Indeed, Jesus Himself assures us, “In this world you will have tribulation” (John 16:33). Elsewhere He says that until He comes there will be wars, famines, earthquakes, persecutions, deceptions, and betrayals (Matthew 24:4-12).

But Scripture is explicit: Not only will Christ reign over His Kingdom forever and ever (Revelation 11:15); already our Lord has overcome Satan’s kingdom.

Consider John 16:33. We quoted part of it above: Jesus promises us tribulation. But He goes on to say: “But take heart; I have overcome (or ‘conquered’) the world.” He has done it. The decisive battle is won. So Jesus, on the cross, can say, “It is finished,” bow His head and give up His spirit (John 19:30). The work is done. Redemption is accomplished. Satan is defeated. So Paul writes that God has “disarmed the [spiritual] rulers and authorities and put them to open shame, by triumphing over them” (Colossians 2:15).

So we live in a world in which evil and rebellion are abundant; yet Scripture tells us Satan is defeated. How do both of these statements hold?

Biblical theologian George Eldon Ladd provides us with helpful language on this point: The Kingdom is already here, but it has not yet come in its fullness. The decisive battle is already won, but final victory is not yet completed. The Kingdom already has invaded this “present evil age” (Galatians 1:4), but every knee has not yet bowed to Lord Jesus (Philippians 2:10). Like yeast in bread dough, the Kingdom today may seem insignificant; indeed it may seem invisible. But it will multiply and spread until it permeates the entire batch (Matthew 13:33).

Much of the book of Revelation reflects these already/not yet truths. In the seven letters to the churches in chapters 2 and 3, the Lord Jesus finds serious error in five of them, and the others are suffering persecution. But in chapters 4 and 5, God reigns in His throne room, and “every creature in heaven and on earth and under the earth and in the sea, and all that is in them” worship the One Who sits on the throne and the Lamb (Revelation 5:13). Then in chapter six, those who have been killed because of their proclamation of God’s Word ask when God will execute justice and avenge their blood – that judgment is not yet. They are told that the judgment is indeed coming – it is certain, it is already confirmed – but they are to wait a little while.

So today we live in this in between time. Jesus has won the victory; He is King of the Kingdom of Light; He deserves all honor and praise; He has all authority. He has already accomplished all of that. But rebellion against Him continues. Death and destruction wreak their horrors. Pain and suffering are not yet over.

But the yeast spreads. This Gospel of the Kingdom will be preached as a testimony to all nations (Matthew 24:14).
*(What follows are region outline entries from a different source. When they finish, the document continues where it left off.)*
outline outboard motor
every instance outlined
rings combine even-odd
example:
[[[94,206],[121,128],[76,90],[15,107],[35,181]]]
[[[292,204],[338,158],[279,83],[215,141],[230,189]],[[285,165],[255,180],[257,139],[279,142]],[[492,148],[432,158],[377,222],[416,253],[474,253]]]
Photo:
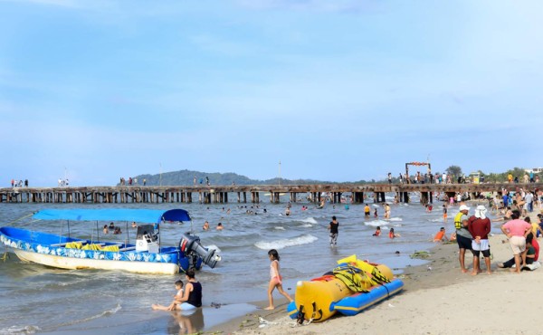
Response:
[[[200,244],[200,238],[191,234],[183,234],[179,241],[179,249],[186,255],[196,254],[202,257],[202,262],[212,269],[215,267],[217,262],[221,261],[221,256],[215,254],[215,249],[205,249]]]

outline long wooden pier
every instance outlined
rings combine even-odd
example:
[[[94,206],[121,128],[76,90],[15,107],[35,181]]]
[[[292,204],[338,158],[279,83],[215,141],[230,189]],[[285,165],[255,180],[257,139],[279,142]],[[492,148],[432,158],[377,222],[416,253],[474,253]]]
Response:
[[[481,192],[502,189],[535,189],[543,183],[530,184],[318,184],[318,185],[258,185],[258,186],[120,186],[81,187],[5,187],[0,188],[0,203],[55,203],[55,204],[126,204],[126,203],[194,203],[224,204],[260,203],[269,197],[280,203],[281,195],[289,201],[300,199],[320,203],[323,193],[329,195],[332,203],[339,203],[342,195],[350,194],[353,204],[367,202],[365,195],[372,194],[373,202],[386,202],[385,194],[394,193],[399,202],[409,202],[409,194],[418,192],[422,203],[433,203],[433,195],[444,193],[454,196],[458,192],[472,196]],[[303,196],[303,197],[300,197]],[[262,199],[262,200],[261,200]]]

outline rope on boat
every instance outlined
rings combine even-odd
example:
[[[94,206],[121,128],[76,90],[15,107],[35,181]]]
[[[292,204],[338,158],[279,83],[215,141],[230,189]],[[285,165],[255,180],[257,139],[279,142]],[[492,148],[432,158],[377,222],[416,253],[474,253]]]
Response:
[[[7,249],[7,248],[5,248],[5,249]],[[9,253],[7,252],[7,250],[5,250],[5,251],[4,252],[4,254],[2,255],[2,257],[0,257],[0,259],[1,259],[1,260],[2,260],[4,263],[5,263],[5,261],[7,261],[7,260],[9,259]]]

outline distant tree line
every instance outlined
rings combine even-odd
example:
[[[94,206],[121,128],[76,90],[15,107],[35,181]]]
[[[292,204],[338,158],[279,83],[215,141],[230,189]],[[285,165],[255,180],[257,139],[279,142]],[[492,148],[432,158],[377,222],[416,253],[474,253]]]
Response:
[[[522,177],[527,173],[523,168],[514,168],[512,169],[507,170],[501,173],[484,173],[481,170],[477,171],[481,174],[481,177],[484,177],[485,182],[489,183],[502,183],[508,181],[508,175],[510,173],[513,175],[513,177],[517,177],[519,180],[522,180]],[[433,175],[436,173],[440,173],[440,171],[432,171]],[[462,170],[462,168],[459,166],[452,165],[445,169],[445,173],[450,175],[453,180],[456,182],[459,177],[468,177],[468,176],[464,175]],[[536,174],[538,175],[538,174]],[[540,174],[539,174],[539,177]],[[258,180],[258,179],[251,179],[245,176],[241,176],[235,173],[227,172],[227,173],[205,173],[201,171],[191,171],[191,170],[180,170],[180,171],[173,171],[173,172],[166,172],[162,174],[157,175],[139,175],[135,176],[133,178],[137,178],[138,181],[146,179],[148,186],[178,186],[178,185],[194,185],[195,177],[196,179],[196,186],[205,185],[206,180],[209,180],[210,185],[313,185],[313,184],[340,184],[333,181],[324,181],[324,180],[313,180],[313,179],[286,179],[286,178],[272,178],[266,180]],[[207,178],[207,179],[206,179]],[[394,183],[399,182],[399,178],[397,177],[393,177],[392,181]],[[352,182],[353,184],[380,184],[380,183],[387,183],[387,177],[384,177],[383,179],[370,179],[370,180],[358,180]],[[141,182],[138,183],[141,185]]]

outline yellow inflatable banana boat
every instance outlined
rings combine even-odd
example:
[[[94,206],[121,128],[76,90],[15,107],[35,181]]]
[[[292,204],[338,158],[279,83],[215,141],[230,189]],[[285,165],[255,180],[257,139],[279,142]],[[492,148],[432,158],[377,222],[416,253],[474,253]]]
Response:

Then Jesus will return – and the “not yet” will become the “already:” Every tongue will confess that Jesus is Lord (Philippians 2:11) . God’s glory will fill the earth as the waters cover the sea (Habakkuk 2:14). God Himself will wipe every tear from the eyes of His children. There will be no more death, no more suffering, no more crying, no more pain, for the old order will have passed away (Revelation 21:4).

God’s kingdom of light has overcome the kingdom of darkness. Already. And soon, the Kingdom will come in all its fullness. Amen. Your Kingdom come, O Lord.